Avant tout, il faut cesser d’employer des termes comme « rejeter, bloquer, retoquer, invalider »... Car, non, Bruxelles ne peut pas s’immiscer dans le budget de la France qui est souveraine, ce sont les députés français qui ont le dernier mot. Bruxelles ne dispose d’aucun outil juridique pour intervenir dans les affaires d’un Etat membre. En revanche, Bruxelles a tout à fait le droit de donner un avis et de demander à Paris de modifier son texte, et Paris a parfaitement le droit de lui dire non !
Dans les faits, il est évident que les échanges ne seront pas aussi frontaux mais on sait que les discussions vont bon train en coulisses. Et les dirigeants français ne peuvent pas s’exonérer des remarques de leurs partenaires européens qui s’inquiètent du dérapage des comptes publics de la France.
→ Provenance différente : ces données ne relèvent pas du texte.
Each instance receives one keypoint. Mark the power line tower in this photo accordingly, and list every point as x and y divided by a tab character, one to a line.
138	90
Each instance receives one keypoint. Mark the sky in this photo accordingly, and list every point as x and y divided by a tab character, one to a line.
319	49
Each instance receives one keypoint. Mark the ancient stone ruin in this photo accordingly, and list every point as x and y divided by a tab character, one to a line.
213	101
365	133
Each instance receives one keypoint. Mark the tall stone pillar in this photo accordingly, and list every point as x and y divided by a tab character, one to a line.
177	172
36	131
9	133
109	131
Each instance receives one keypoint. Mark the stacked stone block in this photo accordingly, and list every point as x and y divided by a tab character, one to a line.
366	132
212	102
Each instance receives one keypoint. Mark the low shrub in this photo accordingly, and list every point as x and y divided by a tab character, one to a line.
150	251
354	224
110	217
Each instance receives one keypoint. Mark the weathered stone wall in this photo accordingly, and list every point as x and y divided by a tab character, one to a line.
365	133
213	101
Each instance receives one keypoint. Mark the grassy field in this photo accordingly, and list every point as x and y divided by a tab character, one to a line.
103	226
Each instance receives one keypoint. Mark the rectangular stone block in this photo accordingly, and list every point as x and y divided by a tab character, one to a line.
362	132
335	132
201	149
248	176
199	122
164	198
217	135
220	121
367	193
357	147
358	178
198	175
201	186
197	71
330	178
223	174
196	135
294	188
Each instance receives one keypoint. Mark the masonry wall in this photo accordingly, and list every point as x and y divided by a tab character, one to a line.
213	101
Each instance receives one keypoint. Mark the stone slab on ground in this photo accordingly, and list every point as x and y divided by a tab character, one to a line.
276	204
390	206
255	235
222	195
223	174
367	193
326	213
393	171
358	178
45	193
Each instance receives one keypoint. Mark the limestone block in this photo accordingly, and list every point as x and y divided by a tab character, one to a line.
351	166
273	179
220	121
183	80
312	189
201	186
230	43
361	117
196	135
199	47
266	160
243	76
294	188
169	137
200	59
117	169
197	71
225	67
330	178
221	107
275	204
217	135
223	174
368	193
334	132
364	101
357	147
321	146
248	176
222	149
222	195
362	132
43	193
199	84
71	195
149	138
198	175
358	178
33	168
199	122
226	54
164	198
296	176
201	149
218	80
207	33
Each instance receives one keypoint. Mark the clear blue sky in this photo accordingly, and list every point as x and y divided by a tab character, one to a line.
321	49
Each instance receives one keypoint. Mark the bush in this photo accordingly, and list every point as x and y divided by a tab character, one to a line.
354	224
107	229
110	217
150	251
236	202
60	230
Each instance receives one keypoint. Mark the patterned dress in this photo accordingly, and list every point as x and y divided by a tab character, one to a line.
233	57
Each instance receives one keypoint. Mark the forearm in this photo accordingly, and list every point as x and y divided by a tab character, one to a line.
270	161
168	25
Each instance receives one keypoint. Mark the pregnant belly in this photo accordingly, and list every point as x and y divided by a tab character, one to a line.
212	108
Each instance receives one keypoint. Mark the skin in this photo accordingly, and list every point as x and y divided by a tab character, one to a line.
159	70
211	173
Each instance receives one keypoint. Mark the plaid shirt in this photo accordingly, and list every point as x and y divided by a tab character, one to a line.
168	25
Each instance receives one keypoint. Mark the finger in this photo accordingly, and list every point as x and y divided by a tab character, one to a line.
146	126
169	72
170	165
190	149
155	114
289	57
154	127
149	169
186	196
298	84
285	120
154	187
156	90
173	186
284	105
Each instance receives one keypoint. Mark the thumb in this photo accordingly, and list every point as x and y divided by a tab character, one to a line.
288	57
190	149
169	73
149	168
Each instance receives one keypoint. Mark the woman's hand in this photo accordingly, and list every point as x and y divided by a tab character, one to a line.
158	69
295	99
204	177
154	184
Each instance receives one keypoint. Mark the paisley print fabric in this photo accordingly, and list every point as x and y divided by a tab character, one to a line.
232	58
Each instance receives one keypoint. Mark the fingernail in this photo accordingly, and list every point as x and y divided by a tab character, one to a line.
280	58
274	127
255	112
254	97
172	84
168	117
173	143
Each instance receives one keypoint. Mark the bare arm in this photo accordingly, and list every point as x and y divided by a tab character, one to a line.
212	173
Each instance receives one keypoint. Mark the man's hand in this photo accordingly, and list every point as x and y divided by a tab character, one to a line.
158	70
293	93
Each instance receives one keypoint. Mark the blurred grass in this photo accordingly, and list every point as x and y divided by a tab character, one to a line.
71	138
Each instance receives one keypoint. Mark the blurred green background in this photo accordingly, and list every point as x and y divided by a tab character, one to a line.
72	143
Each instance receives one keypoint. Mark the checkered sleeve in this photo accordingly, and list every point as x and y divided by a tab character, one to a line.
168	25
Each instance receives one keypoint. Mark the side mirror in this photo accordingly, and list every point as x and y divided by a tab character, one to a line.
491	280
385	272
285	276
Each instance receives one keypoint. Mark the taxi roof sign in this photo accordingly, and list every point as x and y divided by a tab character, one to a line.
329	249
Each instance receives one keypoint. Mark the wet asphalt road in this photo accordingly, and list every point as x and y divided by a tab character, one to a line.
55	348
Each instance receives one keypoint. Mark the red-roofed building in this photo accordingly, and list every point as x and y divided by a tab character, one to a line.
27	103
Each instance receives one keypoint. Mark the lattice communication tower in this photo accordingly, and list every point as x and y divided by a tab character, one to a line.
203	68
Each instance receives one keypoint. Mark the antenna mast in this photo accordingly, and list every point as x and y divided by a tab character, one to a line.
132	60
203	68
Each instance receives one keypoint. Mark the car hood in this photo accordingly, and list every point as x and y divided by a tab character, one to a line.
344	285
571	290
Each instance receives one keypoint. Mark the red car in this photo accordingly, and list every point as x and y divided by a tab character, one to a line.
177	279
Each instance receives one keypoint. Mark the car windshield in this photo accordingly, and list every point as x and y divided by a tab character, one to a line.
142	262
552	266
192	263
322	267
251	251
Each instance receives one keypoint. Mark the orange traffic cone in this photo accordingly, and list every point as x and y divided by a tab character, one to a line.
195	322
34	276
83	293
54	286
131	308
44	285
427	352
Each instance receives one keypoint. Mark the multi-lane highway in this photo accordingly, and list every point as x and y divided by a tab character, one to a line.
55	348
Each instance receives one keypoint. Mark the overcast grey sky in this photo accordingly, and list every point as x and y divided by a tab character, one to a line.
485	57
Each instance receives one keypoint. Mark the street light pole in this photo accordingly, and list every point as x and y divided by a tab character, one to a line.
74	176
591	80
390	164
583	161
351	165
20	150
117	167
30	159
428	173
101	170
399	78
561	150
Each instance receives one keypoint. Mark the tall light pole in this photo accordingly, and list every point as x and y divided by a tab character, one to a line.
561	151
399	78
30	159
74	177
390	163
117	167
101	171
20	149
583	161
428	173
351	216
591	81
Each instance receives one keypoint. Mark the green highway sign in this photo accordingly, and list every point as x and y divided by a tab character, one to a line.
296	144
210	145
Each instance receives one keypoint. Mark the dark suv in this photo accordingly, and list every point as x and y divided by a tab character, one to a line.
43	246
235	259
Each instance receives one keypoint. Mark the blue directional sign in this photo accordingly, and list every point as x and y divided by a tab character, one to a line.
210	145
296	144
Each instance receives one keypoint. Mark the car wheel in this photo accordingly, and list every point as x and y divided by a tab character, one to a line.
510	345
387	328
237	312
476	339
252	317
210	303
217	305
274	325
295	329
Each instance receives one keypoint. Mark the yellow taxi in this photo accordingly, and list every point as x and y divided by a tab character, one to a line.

Force est de reconnaître que le projet de loi de finances de la France, présenté le 1er octobre dernier, est totalement en dehors des clous ! Non seulement Paris ne ramènera pas son déficit public à 3% en 2015 comme elle s’y était engagée, mais en plus les réformes annoncées tardent à venir. Alors oui, la coupe commence à être pleine, d’autant qu’il n’est pas question pour Bruxelles d’accorder un régime de faveur à Paris.
La France a promis 21 milliards d’euros d’économies sur le budget 2015
Insuffisant et pas totalement crédible pour Bruxelles, qui voudrait que la France sorte rapidement de l’impasse budgétaire. Et les allégations du ministre des Finances Michel Sapin irritent. La détérioration de la conjoncture économique, la faible inflation et la panne de croissance ne suffisent pas à amadouer les membres de la Commission et surtout le partenaire allemand, alors Michel Sapin temporise. Il assure que les députés qui examinent actuellement le budget à l'Assemblée nationale vont déposer des amendements en vue d'améliorer le texte.
Bruxelles a quand même des leviers pour agir
Depuis 2011, Bruxelles peut officiellement rendre un avis. La Commission dispose de 15 jours pour faire parvenir ses remarques à la France. Elle pourrait lui demander de revoir son texte, comme elle l’a déjà fait pour d’autres pays.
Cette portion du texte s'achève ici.